17. The proxy server of claim 15, wherein the instructions to encode the data object into the plurality fragments includes instructions to:

buffer a plurality of segments of the data object as they are received via the network interface from the client; and

for each of the plurality of segments, encode the segment using erasure coding into a plurality of data fragments and parity fragments.

18. The proxy server of claim 17, wherein transmitting the plurality of fragments to the subset of the storage nodes includes transmitting the plurality data fragments and parity fragments to the subset of storage nodes where they are concatenated into a plurality of erasure code fragment archives.

19. The proxy server of claim 15, wherein the memory unit has further instructions stored thereon which when executed by the processing unit cause the proxy server to further:

in response to determining that a specified criterion is satisfied, report the state of the written data object to the client.

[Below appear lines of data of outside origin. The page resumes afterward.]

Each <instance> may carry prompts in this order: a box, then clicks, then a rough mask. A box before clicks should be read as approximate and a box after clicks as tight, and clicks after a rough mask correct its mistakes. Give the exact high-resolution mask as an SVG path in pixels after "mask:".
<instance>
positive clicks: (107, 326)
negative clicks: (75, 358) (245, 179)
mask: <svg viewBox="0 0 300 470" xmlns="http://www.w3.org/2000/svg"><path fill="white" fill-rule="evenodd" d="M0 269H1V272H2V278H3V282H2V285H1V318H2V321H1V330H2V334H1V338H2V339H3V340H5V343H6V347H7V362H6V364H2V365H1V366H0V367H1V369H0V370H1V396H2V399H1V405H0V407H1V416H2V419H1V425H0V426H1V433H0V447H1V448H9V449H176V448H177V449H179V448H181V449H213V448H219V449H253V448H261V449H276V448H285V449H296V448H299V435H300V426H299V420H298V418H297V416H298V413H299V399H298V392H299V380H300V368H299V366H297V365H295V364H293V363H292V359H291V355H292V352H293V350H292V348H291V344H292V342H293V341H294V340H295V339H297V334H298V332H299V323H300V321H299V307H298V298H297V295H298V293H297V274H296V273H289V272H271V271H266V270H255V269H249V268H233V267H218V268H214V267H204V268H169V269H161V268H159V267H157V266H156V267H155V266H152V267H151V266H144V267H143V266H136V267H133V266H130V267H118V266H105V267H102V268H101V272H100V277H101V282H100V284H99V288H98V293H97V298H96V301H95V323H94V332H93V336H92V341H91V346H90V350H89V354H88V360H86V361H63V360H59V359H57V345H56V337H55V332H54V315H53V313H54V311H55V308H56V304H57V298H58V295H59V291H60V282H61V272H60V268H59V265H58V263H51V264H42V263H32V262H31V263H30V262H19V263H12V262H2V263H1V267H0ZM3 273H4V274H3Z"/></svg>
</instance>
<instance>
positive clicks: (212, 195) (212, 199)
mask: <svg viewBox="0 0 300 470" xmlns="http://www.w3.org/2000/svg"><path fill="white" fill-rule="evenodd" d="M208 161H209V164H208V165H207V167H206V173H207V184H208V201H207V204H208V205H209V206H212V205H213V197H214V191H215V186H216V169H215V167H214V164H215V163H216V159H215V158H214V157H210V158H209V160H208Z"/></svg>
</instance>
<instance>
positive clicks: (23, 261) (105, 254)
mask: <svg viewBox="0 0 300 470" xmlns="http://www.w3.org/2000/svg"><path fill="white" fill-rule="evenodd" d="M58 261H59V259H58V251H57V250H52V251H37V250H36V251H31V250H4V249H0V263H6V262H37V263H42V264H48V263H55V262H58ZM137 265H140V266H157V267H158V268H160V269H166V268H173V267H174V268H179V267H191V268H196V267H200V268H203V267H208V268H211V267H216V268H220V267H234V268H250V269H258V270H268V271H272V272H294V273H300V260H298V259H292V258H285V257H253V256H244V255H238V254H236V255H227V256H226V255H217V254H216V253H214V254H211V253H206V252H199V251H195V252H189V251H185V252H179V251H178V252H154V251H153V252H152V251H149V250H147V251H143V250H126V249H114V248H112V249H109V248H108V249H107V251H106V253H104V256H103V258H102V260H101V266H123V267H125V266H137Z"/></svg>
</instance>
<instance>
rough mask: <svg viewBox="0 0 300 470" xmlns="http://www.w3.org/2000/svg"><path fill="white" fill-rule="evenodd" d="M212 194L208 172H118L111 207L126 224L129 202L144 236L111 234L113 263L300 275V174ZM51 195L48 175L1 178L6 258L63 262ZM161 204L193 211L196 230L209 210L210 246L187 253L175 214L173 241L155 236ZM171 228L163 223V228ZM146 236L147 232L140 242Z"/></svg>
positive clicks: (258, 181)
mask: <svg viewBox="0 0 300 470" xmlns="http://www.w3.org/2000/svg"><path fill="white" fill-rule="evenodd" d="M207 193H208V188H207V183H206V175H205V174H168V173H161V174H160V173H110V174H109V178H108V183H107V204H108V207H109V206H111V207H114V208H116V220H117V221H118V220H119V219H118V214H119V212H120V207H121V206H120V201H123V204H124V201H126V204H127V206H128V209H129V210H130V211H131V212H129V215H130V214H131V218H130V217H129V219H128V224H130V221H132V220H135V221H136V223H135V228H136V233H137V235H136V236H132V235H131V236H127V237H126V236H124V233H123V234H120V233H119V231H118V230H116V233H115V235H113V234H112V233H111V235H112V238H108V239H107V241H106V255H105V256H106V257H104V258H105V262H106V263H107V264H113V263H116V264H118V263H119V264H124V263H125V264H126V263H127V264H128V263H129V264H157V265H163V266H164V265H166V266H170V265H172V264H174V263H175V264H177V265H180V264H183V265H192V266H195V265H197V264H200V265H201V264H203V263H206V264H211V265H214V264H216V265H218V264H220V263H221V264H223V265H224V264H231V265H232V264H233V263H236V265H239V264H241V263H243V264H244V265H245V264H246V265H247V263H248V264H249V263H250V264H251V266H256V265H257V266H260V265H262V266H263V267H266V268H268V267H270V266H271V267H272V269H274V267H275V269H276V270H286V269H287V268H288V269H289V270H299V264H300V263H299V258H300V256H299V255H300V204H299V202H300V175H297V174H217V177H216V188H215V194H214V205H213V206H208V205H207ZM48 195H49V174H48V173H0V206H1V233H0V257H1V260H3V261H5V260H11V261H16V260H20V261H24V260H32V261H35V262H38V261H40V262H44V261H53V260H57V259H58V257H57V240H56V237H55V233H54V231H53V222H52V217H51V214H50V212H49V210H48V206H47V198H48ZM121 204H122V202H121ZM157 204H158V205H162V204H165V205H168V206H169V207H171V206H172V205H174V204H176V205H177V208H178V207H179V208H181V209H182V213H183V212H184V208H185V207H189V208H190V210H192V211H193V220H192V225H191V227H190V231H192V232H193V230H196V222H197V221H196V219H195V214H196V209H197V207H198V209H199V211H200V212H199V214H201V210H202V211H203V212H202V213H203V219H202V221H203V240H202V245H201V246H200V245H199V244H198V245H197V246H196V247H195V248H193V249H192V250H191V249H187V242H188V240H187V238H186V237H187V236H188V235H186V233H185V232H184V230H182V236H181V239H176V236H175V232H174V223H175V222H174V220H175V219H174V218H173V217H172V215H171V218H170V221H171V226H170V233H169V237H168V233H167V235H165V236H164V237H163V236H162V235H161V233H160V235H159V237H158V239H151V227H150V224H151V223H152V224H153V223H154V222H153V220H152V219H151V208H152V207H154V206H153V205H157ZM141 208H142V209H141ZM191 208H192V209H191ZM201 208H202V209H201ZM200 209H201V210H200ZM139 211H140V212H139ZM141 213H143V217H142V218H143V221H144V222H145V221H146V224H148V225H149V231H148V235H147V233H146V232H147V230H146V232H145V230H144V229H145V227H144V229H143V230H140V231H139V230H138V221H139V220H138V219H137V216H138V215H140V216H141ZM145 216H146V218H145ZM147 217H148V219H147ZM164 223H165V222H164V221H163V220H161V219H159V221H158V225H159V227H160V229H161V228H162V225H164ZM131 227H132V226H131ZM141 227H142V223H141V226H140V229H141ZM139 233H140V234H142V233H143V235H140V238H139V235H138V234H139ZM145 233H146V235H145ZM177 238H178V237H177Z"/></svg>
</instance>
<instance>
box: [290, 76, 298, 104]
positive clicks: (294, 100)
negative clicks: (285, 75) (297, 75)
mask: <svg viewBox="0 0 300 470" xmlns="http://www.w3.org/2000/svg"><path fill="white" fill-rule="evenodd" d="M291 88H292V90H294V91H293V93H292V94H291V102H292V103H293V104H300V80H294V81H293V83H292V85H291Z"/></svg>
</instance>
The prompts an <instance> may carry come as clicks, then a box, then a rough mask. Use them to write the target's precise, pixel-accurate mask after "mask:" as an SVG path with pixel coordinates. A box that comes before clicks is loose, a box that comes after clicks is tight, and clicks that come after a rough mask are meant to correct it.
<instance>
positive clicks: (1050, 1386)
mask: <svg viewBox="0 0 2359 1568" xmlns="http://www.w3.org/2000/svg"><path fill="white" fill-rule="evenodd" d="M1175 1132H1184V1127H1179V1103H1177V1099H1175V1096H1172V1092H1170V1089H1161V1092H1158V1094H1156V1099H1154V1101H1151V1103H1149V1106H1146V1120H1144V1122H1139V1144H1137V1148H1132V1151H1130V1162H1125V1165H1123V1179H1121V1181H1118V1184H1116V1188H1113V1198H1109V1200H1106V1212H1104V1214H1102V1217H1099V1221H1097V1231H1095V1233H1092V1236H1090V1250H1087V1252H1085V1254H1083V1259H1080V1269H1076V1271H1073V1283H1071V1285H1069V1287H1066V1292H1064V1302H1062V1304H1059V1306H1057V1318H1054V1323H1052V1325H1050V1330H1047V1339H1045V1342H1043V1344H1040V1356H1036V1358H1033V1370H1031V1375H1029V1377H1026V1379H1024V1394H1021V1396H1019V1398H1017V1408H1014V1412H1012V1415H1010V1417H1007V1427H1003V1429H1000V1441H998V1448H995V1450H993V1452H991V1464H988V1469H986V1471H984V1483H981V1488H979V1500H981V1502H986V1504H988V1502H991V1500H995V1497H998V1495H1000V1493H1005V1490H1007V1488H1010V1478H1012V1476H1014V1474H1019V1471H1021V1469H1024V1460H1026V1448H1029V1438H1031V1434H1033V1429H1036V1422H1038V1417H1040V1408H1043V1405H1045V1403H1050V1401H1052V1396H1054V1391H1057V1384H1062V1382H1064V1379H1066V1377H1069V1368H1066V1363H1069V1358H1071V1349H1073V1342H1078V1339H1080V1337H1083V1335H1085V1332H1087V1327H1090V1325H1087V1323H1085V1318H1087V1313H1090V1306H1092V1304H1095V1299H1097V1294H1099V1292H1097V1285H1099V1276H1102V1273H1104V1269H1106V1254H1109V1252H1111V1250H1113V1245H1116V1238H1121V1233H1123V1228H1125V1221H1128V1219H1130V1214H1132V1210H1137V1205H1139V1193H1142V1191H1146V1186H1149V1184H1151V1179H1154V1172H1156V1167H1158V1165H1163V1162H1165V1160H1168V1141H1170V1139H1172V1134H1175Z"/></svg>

20. The proxy server of claim 15, wherein the memory unit has further instructions stored thereon which when executed by the processing unit cause the proxy server to further:

receive, via the network interface, a request from the client to read and/or retrieve the data object stored on the network storage system; and

conditionally read and/or retrieve the data object if at least one of the storage nodes includes the marker.

21. A method comprising:

receiving, by a storage node, a fragment from a proxy server;

in response to successfully storing the received fragment, transmitting, by the storage node, a successful write message to the proxy server; and

in response to transmitting the successful write message, waiting, by the storage node, for a period of time for a marker from the proxy server indicating that a data object is durably stored in the network storage system;

wherein the storage node is one of a plurality of storage nodes communicatively coupled to the proxy server as part of a network storage system;

wherein the fragment is one of a plurality of fragments encoded from the data object; and

wherein the data object is recoverable from fewer than all of the plurality of fragments.

22. The method of claim 21, further comprising:

deleting, by storage node, the received fragment if the marker has not been received from the proxy server within the period of time.

23. The method of claim 21, further comprising:

communicating, by the storage node, with one or more other storage nodes of the plurality of storage nodes if the marker has not been received from the proxy server within the period of time; and

generating, by the storage node, a marker indicating that the data object is durably stored if based on the communicating, the storage node determines that one or more of the other storage nodes received the marker from the proxy server.

24. The method of claim 21, further comprising:

replicating, by the storage node, the fragment into a plurality of replicated fragments; and

transmitting, by the storage node, the plurality of replicated fragments to one or more other storage nodes of the plurality of storage nodes; and

in response to receiving, by the storage node, successful write responses from a quorum of the one or more other storage nodes, placing, by the storage node, a second marker on at least one of the one or more other storage nodes indicating that the fragment is fully replicated.

25. The method of claim 21, wherein the fragment is an erasure code fragment archive including a plurality of data fragments and parity fragments encoded from the data object using erasure coding.